In normal adult vessels, vascular integrity is maintained by endothelial cell-endothelial cell junctions and endothelial cell-basement interactions. To induce angiogenesis, both of these interactions must be modified to facilitate endothelial cell proliferation and migration. We already reported that TR3/Nur77 destabilizes endothelial cell-endothelial cell junctions to induce microvessel permeability and angiogenesis (6). However, it is not known whether TR3/Nur77 regulates endothelial cell-basement interaction. In quiescent vessels, the main components in basement membrane are laminin and collagen. In activated/angiogenic vessels found in tumors and inflammation, basement membrane changes to form a “provisional” extracellular matrix that mainly consists of fibronectin and vitronectin. The expression profile of integrins in angiogenic vessels differs from that in quiescent vessels [reviewed by Stupack and Cheresh (23)]. Furthermore, integrins have long been known to play important roles in angiogenesis. We found that TR3 increases the expression of integrin β4 that is known to play an important role in endothelial cell-basement interaction and cell migration. Our results, that knocking down the expression of integrin β4 by its shRNAs almost completely inhibits migration but not proliferation induced by TR3/Nur77, correlate well with the previous report that integrin β4 regulates endothelial cell migration but not proliferation (15).

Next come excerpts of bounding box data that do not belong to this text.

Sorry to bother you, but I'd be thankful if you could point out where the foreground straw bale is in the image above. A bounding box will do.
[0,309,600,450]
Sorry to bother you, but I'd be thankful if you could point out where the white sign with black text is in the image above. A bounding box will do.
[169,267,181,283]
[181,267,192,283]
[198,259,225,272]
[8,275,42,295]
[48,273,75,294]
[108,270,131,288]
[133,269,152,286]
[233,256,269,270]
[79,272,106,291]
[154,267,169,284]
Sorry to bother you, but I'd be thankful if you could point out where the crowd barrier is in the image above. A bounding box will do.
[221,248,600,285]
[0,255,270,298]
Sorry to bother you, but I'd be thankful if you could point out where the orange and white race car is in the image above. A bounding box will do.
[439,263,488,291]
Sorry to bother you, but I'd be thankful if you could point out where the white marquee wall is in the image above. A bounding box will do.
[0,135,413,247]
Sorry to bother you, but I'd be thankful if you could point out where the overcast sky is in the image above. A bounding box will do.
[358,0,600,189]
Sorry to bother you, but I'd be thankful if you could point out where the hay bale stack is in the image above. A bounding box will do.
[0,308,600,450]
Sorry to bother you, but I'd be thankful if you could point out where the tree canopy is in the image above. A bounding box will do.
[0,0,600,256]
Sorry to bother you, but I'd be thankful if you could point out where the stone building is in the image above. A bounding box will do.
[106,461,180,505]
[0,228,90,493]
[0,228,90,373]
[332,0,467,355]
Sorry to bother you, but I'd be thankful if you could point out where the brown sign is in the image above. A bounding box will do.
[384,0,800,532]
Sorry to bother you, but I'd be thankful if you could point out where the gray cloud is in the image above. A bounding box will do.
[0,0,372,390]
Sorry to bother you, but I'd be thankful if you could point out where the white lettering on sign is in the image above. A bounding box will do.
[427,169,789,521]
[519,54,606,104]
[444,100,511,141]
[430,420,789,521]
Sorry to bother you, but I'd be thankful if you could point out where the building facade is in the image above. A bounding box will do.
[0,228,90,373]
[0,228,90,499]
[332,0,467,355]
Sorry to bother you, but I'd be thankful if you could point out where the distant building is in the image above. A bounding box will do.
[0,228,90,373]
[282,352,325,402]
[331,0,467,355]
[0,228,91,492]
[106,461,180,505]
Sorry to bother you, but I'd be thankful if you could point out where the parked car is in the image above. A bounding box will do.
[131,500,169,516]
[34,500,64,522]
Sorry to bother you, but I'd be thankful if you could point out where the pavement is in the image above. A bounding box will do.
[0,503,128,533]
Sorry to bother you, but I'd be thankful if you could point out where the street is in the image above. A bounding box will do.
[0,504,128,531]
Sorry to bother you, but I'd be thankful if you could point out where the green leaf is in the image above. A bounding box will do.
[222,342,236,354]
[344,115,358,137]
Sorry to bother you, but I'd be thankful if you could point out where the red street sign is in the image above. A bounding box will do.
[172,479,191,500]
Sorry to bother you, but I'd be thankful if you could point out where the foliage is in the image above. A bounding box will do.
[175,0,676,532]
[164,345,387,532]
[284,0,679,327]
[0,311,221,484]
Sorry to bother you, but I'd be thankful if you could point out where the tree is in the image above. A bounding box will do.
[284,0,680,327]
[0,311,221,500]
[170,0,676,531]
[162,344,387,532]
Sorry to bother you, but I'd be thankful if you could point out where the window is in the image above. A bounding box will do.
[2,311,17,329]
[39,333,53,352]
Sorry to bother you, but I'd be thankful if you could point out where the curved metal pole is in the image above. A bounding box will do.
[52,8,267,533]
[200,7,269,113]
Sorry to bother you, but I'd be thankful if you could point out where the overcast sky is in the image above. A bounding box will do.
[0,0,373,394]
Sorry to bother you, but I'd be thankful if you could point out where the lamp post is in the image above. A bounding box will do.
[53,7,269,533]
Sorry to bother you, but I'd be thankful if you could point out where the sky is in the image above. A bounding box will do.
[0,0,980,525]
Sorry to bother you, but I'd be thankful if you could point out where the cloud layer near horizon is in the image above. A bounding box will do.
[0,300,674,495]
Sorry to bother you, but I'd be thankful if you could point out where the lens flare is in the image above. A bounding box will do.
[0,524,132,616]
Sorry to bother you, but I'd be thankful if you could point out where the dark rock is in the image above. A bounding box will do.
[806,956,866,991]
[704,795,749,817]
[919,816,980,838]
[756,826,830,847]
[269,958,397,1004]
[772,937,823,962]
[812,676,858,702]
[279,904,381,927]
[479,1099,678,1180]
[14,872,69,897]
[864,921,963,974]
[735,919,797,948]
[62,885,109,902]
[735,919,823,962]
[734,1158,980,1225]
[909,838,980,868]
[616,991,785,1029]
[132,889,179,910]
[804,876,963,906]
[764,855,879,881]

It was reported that Akt phosphorylates TR3 to trigger the cytosolic translocation of TR3, resulting in loss of the TR3 transcriptional activity (24). Our data that TR3 downregulates the expression of PI3K-Akt axis indicate that TR3 induces a feed-forward signal pathway. Our results correlate very well with our previous report that PI3K mediates an inhibitory pathway in VEGF-induced HUVEC proliferation via phosphorylation of VEGF receptor 1 (Flt1) (9), although it is well accepted that PI3K-Akt promotes endothelial cell proliferation and migration. The conflicting conclusions may be due to the difference in culture condition (i.e., culture mediums and the Matrix that the cells were cultured on) (25–30). Furthermore, conflict results of Akt in heart diseases were reported, which may be due to the short- or long-term Akt activation [reviewed elsewhere (31, 32)]. Our results indicate that TR3 slightly increases the phosphorylation of MAPK42/44, which is not reversed by knocking down the expression of integrin β4. Further shITGB4s increase the phosphorylation of MAPK42/44. It is well known that phosphorylation of MAPK plays an important role in cell proliferation. These results further confirm that integrin β4 is required for HUVEC migration but not proliferation induced by TR3. Previously, we reported that TR3 mediates HUVEC proliferation via regulation of the expression of cell cycle genes, and permeability via downregulation of the expression of endothelial cell-endothelial cell junction proteins (5, 6). Here, our studies elucidate a novel signaling pathway, TR3 → integrin β4 → PI3K → Akt → FAK, by which TR3 regulates HUVEC migration. It was reported that integrin β4 activates AKT and PI3K in several cell types, including several basal breast cell lines, keratinocytes, pancreatic cell lines, among others (33–37). Our data indicate that TR3 downregulates the expression of Akt and PI3K in HUVECs, which is inhibited by integrin β4 shRNA, suggesting that integrin β4 plays different roles in endothelial cells, epithelial cells, and fibroblasts.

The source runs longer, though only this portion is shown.